More than 20 years ago, when my first daughter was born with cerebral palsy, my wife and I were plunged into that netherworld of home health care. I’ve since learned that there are lots of us. Tens of millions of us, actually, somehow holding down full-time jobs and cobbling together what looks like a normal life. We rely, precariously, on personal care aides, the fastest-growing occupation over the next decade, according to the Labor Department. They’re usually poor, female and, in my experience, recent immigrants, making less than fast-food workers. The good ones adored our daughter, read her books and enjoyed singing to her. The bad ones stood on the patio smoking cigarettes and talking on the cellphone until it was time to leave.
Evison’s bittersweet novel is about one of the good ones: no Florence Nightingale, just a witty, brokenhearted man who needs a job.

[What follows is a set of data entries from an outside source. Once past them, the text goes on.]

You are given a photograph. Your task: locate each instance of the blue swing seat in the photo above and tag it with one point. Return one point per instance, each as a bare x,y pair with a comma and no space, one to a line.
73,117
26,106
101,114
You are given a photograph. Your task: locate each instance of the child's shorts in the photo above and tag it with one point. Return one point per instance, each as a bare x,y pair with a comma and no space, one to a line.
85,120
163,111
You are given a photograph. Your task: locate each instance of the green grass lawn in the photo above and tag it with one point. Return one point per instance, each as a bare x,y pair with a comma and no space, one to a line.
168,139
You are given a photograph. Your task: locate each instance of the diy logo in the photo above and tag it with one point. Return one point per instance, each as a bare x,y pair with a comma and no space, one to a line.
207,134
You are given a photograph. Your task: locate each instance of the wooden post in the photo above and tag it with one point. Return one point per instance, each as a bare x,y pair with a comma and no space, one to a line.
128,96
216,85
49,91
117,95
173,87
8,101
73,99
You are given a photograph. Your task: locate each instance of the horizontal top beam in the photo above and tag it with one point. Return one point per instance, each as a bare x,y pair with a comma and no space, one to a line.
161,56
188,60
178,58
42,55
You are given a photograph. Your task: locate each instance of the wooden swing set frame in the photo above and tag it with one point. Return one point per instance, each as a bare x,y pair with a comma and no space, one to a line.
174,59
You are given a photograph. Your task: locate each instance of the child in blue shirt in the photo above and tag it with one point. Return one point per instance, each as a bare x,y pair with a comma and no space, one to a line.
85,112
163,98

He’s not perfect, and neither is this novel, but it’s moving and funny, and, my God, how refreshing it is to read a story about someone caring for a disabled person that isn’t gauzed in sentimentality or bitterness. Among his several odd jobs, Evison once worked as a personal care attendant himself, and this novel is dedicated to one of his clients. The experience seems to have taught him just what true caregiving is all about, and that insight along with his plaintive sense of humor had me alternately chuckling and wiping my eyes through much of his book.

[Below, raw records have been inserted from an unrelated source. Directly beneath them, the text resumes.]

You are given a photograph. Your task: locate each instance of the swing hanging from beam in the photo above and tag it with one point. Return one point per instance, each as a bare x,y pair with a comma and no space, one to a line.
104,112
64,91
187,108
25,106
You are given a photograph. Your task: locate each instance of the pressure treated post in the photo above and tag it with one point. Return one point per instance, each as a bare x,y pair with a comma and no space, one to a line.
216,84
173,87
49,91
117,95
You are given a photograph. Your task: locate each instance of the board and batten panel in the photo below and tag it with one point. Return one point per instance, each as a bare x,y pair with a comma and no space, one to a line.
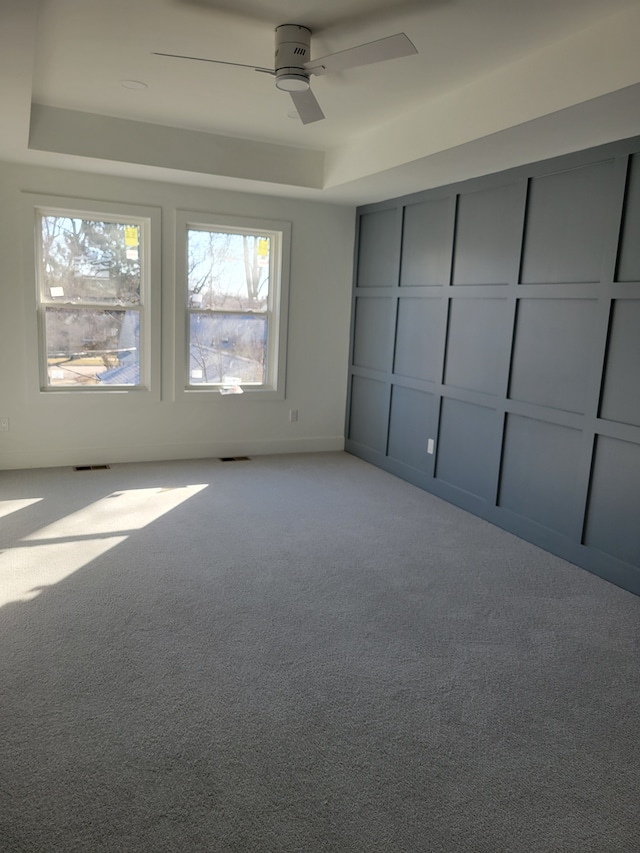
567,215
409,426
629,258
507,342
487,242
418,338
427,233
478,342
465,427
550,365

The hapless narrator of “Revised Fundamentals” is Ben Benjamin, who’s just emerged from 18 months of blinding grief. His wife has left him, and his house has been repossessed. “Immobility is slowly draining the life out of me,” he says, “like a car left to sit in the driveway too long.” At 39, he knows he’s not qualified to do much. He’s sold muffins, worked at a bookstore, painted parade floats. “I’m just pathetic,” he says at the start of what I worried would be another whiny-man novel.
“What led you to caregiving?” a potential client asks him.
“I’m a caring person,” he says. “I understand people’s needs.”
“Why do you wanna work for nine bucks an hour?”
“I’m broke.”
Despite that candor, Ben gets a job caring for 19-year-old Trev, who uses a wheelchair and lives with his mom. The young man is twisted and shrunken by the effects of MD (“103 pounds at his last checkup”), but Ben sees “a pretzel with a perfectly healthy imagination.” Warily, the two men strike up a friendship within the narrow confines of Trev’s abilities. They watch a lot of the Weather Channel and rate the weather girls’ breasts. They plot wacky roadside attractions on a giant map of the United States (the Spam Museum, the Two Story Outhouse, etc.). And much of their time is taken up with the arduous demands of caring for someone who can’t shower or use the bathroom by himself. The work is dull, embarrassing, icky. This is a kind of intimacy most people don’t see much of in life — or fiction. (There’s also some macabre caregiver humor here that only we caregivers will get.)